When we spoke recently, Dr George Baxter was justifiably elated. The first reason was the news that morning of the unexpectedly swift rollout of a vaccine for Covid-19. 

The second was the announcement by Edinburgh Innovations (EI) that Resolution Therapeutics, one of The University of Edinburgh’s spinout companies that EI supports, had announced funding of £26.6m from Syncona, a specialist healthcare investment company, to gain early clinical data for its first product: cell treatments to treat and repair advanced liver damage instead of the condition requiring a transplant.

Dr George Baxter is chief executive officer of EI, the university’s commercialisation service, which was 50 years old in 2019 (and while celebrations have been put on hold owing to the coronavirus pandemic there were at that stage 100 research projects related to Covid-19 on EI’s books).

It was also a record year for EI itself. It launched 88 new companies, organised spinouts and startups that totalled a record £32.6m in investment and secured £55.4m in translational and industry awards to fuel collaborative innovation.

As a 100% owned subsidiary of Edinburgh University, EI is able to keep the commercial activities of the university discrete, meaning that surplus revenue generated is ploughed back into the university’s core purposes of research and teaching. 

“We expect this year to be another record year, working with more than 100 companies comprising a mixture of startups and spinouts,” he said. “That will make us one of the top five universities in the UK for startup companies.” 

EI’s client companies represent a wide range of sectors, from offshore decommissioning and hydrogen storage to fintech. “We operate across the whole spectrum as with 5,500 academic staff at the university there probably isn’t an area in which someone doesn’t have a research interest,” said Dr George Baxter. 

One, Earth Blox, recently emerged triumphant at both the 2020 Converge and Scottish EDGE16 Awards, and was invited by Google to present at the technology giant’s 9th Annual Geo4Good Summit.

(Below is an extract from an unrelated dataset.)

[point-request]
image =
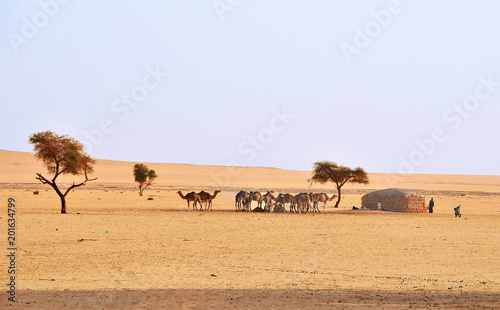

Earth Blox was co-founded by Dr Genevieve Patenaude and Professor Iain Woodhouse, both from the School of Geosciences at Edinburgh University, and Sam Fleming, and has created code-free, cloud-based mapping software which simplifies access to planetary scale satellite analysis in ways that help explore environmental impacts involving deforestation and disaster mapping, among others.

“That is a fascinating company as it’s something that fits into our role in working with partners to establish the Edinburgh region as the data capital of Europe, attracting investment, fuelling entrepreneurship and delivering growth with the help of the Edinburgh and South East Scotland City Region Deal,” said Dr George Baxter. 

Another client is agritech company Crover, which has reached the final stages of Startup Battlefield, one of the world’s leading startup competitions. Founded by Dr Lorenzo Conti, the company has developed the world’s first robotic device able to provide information on the global grain storage market and monitor expensive spoilage and infestation, information that is otherwise impossible to gather.

With a number of accelerators and incubators around the university, EI has the advantage of being part of what is one of the world’s top-20 research universities. “That gives us a tremendous breadth of expertise in multiple areas,” said Dr George Baxter. “Also, we operate at scale: we are by far the largest knowledge exchange operation in Scotland and one of the largest in the UK. So we can deal with everything from a relatively small student start-up to a spin-out of the order of Resolution Therapeutics.”

EI also has its own venture capital vehicle, Old College Capital, which invests on behalf of The University of Edinburgh and has access to a wide range of additional venture capital. “At the moment we’re dealing with some 30 sources of external funding,” he said. 

“And that combined with our expertise across so many areas of knowledge exchange allows us to operate at a scale that many universities would struggle to get to.”

The coronavirus crisis, he added, has done nothing to curtail EI’s activity. “What has been incredible is that we are actually busier than ever. On top of the ‘business as usual’ – working with the academics, consultancies and industrial partnerships – we’re working on around 100 Covid-related projects. 

“These range from working with suppliers of protective equipment and assessing how we can better manufacture that, through to the recycling of PPE and a project with a company that wanted to rapidly upgrade its manufacturing facility to produce high-concentration alcohol hand wash.” Looking across the Scottish, UK and international economy he said: “The crisis has thrown up challenges to all sorts of companies as to how they are going to survive and thrive. And one of the first ports of call is a university like this and the innovation it provides though EI. It might sound clichéd to say we are here to improve the world but that’s actually what we are here to do.”